Good questions, but not necessarily the right questions
Very good point, Paula.I've wondered how these panels would go over as the story has been reeling out for me. First, I think that everyone has different questions. Second, we don't always know what the right qustions are - even for ourselves. In the story of the Grail, Percivale fails to ask the right question when it comes to him, because he didn't recognize it and ends up losing the Grail, having to quest for it for the rest of his life. Calogrenant is dealing with the immediate questions. Getting what she wants has re-shuffled the entire deck. She really wasn't prepared for this when she got up that morning, and this would never have been an option for her. Now her armor doesn't fit her - which, come to think of it, is a situation in which many of us find ourselves.Cally (which I taken to calling her in my notes) is a lot stronger and deeper than she is at this moment of vulnerability. Thank you so much for the input! I'd love for this strip to foster discussion!
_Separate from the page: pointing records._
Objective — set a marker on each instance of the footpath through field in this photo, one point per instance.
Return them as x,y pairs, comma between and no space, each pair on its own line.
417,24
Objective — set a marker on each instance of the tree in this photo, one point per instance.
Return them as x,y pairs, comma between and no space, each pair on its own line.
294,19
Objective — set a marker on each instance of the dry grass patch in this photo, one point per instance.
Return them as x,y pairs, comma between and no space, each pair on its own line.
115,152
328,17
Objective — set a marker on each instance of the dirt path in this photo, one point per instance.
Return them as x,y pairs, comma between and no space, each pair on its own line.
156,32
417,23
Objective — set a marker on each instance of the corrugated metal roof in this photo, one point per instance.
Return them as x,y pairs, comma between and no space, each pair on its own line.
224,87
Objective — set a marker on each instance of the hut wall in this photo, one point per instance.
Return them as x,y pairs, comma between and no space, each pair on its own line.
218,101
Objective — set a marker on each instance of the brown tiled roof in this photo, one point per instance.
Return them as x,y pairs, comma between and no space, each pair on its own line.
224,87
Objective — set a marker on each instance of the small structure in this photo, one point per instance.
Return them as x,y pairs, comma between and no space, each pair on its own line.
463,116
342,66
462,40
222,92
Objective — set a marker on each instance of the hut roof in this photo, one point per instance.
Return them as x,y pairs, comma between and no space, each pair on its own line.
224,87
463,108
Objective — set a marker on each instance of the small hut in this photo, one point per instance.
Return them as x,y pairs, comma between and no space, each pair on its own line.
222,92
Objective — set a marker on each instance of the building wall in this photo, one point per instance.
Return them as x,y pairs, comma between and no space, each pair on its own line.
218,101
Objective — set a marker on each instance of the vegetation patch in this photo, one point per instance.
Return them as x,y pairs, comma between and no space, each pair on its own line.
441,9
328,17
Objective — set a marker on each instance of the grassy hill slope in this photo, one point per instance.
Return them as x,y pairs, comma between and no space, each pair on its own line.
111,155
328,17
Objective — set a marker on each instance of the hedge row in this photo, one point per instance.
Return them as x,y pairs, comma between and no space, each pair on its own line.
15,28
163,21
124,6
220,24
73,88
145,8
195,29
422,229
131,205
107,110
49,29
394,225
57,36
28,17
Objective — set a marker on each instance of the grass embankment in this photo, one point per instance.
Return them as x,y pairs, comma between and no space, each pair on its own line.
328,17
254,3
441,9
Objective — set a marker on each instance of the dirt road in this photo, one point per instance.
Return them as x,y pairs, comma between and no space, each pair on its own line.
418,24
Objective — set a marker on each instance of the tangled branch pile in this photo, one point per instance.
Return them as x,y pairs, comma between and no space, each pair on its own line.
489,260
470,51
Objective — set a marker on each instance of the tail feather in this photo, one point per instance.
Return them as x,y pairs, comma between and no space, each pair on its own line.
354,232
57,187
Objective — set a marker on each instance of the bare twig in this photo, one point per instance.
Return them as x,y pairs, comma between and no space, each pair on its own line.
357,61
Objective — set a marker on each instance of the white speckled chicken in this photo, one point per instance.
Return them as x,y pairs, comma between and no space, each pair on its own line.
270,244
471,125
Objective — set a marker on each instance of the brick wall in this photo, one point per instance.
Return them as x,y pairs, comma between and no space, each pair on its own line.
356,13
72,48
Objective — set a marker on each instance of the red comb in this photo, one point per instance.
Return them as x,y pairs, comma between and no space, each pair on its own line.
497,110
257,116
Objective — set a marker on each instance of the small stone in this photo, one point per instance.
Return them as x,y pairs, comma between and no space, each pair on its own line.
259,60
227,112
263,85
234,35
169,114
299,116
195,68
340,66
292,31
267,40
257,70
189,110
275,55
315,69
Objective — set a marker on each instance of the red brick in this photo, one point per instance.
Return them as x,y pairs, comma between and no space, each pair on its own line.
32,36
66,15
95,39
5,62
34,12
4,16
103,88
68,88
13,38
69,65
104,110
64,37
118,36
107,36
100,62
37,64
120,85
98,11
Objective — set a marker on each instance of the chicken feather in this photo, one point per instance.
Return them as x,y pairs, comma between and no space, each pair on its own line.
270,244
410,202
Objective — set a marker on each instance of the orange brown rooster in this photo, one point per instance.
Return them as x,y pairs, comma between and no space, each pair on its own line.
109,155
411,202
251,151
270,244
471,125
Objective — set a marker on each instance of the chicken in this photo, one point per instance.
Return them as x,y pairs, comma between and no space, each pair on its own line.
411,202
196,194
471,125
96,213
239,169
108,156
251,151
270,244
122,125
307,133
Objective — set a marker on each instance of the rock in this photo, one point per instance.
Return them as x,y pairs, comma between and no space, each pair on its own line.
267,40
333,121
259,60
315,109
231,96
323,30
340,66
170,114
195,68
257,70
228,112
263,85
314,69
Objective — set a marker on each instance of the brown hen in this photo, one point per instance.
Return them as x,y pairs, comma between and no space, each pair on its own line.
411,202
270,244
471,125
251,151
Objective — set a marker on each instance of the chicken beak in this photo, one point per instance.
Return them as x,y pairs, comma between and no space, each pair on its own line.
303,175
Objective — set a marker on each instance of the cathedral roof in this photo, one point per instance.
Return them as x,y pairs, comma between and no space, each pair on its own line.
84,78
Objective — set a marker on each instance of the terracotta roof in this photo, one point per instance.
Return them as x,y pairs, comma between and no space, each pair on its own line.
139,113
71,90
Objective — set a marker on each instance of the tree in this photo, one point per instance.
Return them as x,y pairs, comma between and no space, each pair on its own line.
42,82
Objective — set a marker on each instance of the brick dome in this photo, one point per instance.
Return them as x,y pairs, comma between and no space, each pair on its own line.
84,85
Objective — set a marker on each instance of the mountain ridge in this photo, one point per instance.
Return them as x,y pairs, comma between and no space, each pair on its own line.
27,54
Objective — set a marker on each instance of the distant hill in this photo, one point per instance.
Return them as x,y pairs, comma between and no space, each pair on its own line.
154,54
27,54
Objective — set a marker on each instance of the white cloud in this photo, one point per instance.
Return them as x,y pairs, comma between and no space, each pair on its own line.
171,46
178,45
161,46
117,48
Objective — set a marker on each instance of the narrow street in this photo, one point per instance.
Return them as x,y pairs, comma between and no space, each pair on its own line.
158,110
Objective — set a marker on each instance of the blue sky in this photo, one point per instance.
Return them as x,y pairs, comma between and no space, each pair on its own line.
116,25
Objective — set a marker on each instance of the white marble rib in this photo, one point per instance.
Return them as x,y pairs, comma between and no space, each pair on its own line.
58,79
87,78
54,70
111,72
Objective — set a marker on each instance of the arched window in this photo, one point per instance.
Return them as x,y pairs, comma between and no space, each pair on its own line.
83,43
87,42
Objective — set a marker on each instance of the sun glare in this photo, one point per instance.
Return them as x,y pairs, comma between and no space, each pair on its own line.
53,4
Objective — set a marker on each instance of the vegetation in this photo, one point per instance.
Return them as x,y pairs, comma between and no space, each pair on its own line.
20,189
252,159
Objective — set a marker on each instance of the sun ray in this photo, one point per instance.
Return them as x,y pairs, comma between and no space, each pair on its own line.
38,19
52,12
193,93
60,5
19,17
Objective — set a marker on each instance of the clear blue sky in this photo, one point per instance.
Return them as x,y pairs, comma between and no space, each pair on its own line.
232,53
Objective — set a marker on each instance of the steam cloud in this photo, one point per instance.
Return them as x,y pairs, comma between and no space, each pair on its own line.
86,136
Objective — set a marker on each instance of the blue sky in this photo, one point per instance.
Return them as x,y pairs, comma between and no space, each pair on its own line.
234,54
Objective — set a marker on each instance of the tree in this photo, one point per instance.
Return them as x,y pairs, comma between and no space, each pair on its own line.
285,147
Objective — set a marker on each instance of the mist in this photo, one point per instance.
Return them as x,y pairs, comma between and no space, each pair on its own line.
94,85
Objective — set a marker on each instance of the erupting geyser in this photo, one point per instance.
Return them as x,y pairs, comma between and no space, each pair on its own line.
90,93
I saw the panel early this morning, but I wanted to give some time for my thoughts to blend and ferment—sort of like a good wine ;).The reaction has a touch of auto-gynephellia (sp ?) to it I think; as well as what happened to the person or god in the greek (?) myth. I can't remember the name though—I don't even know if I could find it in any of my notes of 8 or 9 years ago. I do see Cally's (I like that nickname) shock though as well as the hint/suggestion that she's had this wish all her life. I am a little surprised that she sees her wish come true as a curse, though I can understand the effects of shock (awe) and surprise. I would think she would be more accepting (sort of like 'Wow! This is great! I got my wish) though not necessarily happy or excited. That's my two cents.BTW, the symbol over the chalice, especially as it presents itself in the shadow on the floor, seems reminiscent or symbolic of a vulva?! The shadow on the floor is rather interesting too.So now you know why I wanted to think about my response.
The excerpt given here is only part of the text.